I’ve been bad about posting since June 15th. I put everything aside and let the healing take place. I’ve finally returned from 6 weeks in California in the San Bernadino mountains. Surprised to some extent how far I needed to go, slowly but surely my body became incrementally better. I found it difficult to be active and maintain momentum around physical tasks well into August. Yoga was a bitch at first and I still struggle with poses, especially balance poses. It was little humiliating. I’ve lost muscle as well as weight, and it needs to be built back up. I had the 3 month pet scan which tests for the treatment’s success. I got the all clear and reviewed the scans, slice by slice with my doctor. Very grateful to get this news. When I think about all the people that helped me, spoke to me, guided, me advised me I was humbled. I tried to reach out to everyone and say thanks. So much knowledge and experience.

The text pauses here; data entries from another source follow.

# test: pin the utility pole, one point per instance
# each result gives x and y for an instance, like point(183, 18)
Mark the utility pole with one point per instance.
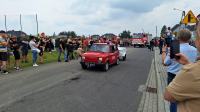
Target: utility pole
point(156, 31)
point(37, 24)
point(20, 21)
point(5, 23)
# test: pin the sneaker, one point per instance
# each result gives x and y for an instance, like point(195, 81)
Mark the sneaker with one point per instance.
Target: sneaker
point(35, 65)
point(5, 72)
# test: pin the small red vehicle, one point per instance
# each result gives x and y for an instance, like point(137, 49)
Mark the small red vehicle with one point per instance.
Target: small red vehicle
point(100, 54)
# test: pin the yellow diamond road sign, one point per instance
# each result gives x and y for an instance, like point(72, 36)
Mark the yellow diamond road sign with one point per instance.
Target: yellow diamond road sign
point(189, 18)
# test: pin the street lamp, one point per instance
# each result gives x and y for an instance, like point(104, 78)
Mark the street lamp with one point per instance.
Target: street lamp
point(183, 13)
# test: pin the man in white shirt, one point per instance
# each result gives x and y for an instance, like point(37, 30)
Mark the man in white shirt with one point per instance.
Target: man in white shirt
point(35, 50)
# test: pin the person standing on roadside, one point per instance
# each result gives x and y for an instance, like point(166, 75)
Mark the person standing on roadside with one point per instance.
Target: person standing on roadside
point(161, 43)
point(184, 89)
point(173, 67)
point(3, 51)
point(152, 44)
point(15, 46)
point(41, 47)
point(35, 50)
point(24, 50)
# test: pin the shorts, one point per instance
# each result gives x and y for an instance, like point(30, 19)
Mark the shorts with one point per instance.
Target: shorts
point(24, 52)
point(16, 55)
point(3, 56)
point(41, 53)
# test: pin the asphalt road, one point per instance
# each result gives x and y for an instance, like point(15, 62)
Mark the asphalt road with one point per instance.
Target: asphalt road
point(94, 90)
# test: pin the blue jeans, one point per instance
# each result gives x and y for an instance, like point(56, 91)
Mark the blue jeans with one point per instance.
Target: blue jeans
point(34, 56)
point(173, 106)
point(60, 53)
point(66, 55)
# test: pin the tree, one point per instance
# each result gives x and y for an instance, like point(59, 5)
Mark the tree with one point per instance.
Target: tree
point(68, 34)
point(163, 30)
point(125, 34)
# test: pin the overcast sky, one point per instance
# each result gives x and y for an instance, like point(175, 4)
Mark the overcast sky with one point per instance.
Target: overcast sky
point(94, 16)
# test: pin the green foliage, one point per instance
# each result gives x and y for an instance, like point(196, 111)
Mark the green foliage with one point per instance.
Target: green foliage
point(163, 30)
point(125, 34)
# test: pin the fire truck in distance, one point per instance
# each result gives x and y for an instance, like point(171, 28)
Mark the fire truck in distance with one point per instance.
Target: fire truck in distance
point(140, 40)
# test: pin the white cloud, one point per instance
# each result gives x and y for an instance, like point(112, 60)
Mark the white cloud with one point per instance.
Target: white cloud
point(93, 16)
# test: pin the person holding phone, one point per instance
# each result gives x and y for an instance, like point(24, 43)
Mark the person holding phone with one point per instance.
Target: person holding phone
point(4, 39)
point(185, 88)
point(173, 67)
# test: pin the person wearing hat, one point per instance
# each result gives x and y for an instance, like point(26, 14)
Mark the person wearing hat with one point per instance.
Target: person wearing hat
point(35, 50)
point(3, 51)
point(185, 87)
point(15, 46)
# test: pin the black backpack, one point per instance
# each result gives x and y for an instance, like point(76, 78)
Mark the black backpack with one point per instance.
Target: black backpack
point(57, 42)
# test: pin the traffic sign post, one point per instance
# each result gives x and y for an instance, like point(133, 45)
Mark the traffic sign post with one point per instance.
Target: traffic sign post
point(189, 18)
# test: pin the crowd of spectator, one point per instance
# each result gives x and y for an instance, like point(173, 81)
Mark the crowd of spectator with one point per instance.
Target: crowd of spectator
point(67, 48)
point(19, 47)
point(180, 89)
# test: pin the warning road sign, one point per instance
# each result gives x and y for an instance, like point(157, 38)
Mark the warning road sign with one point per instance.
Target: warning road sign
point(189, 18)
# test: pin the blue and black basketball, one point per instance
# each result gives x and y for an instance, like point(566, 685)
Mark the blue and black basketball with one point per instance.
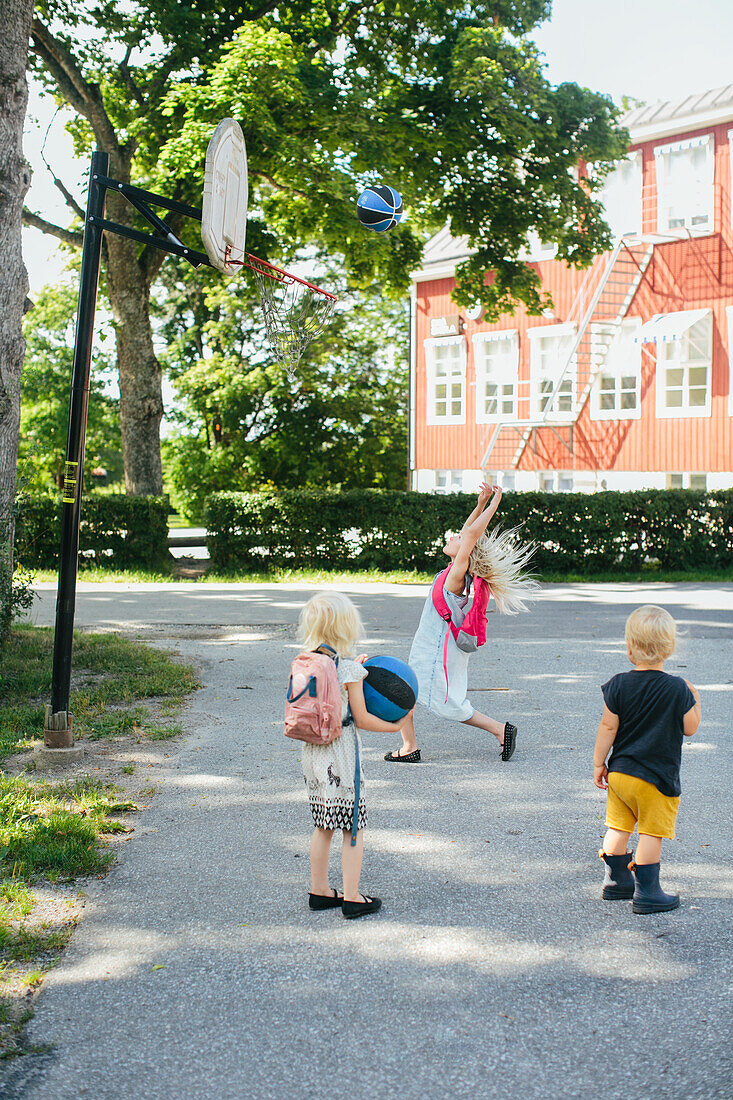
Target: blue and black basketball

There was a lovely experience at the end of a yoga class during shivasina (ironically “corpse pose”). All the major cakras, front and back, stood out from my body looking similarly to a trumpet flower. They were appropriately colored and bore a corresponding number of leaves as per my understanding. It was a gorgeous site to behold. Each was vibrant and dynamic and crisp. The subtle body gave me the A-OK well in advance of my last Dr’s appointment. This was a soothing balm. To be within the chamber of something so ancient, so much smarter than me, but also to be able to see it and experience directly.
Despite the difficulty of this treatment, there were so many little gifts like this, either from my self, meditations, yoga moments, or the care of others, especially Mary Ann but also all those who came to visit. It is so basic to receive the kindness and well wishes of others. It touches you and changes you. It reminds you that you are in concert with others always and forever.
I’m cautiously grateful for the medical system. I say cautiously because they are clearly so confined by the legality of what they do that they under communicate— by design. I liken it to going to a heavily defended chinese restaurant. You can hear mandarin spoken as the primary language. They will answer questions but nothing is offered. Exchanges takes place through layers of bullet proof glass with minimum exposure. Many of people are well meaning enough but you’re on your own. Without your own support network I’m not sure how anyone would do. The nurses are the primary communicators. I feel that the translate between the Dr and the patient. Different doctors have different modalities.
This is probably my last post in The Chronicle. I am gratefully relieved, maybe quietly ecstatic to still be here. Now I have some more time to get my drill together, whatever that might be. I went looking for a picture of someone ecstatic, someone that could encompass how I feel. John Currin, Golden Nude.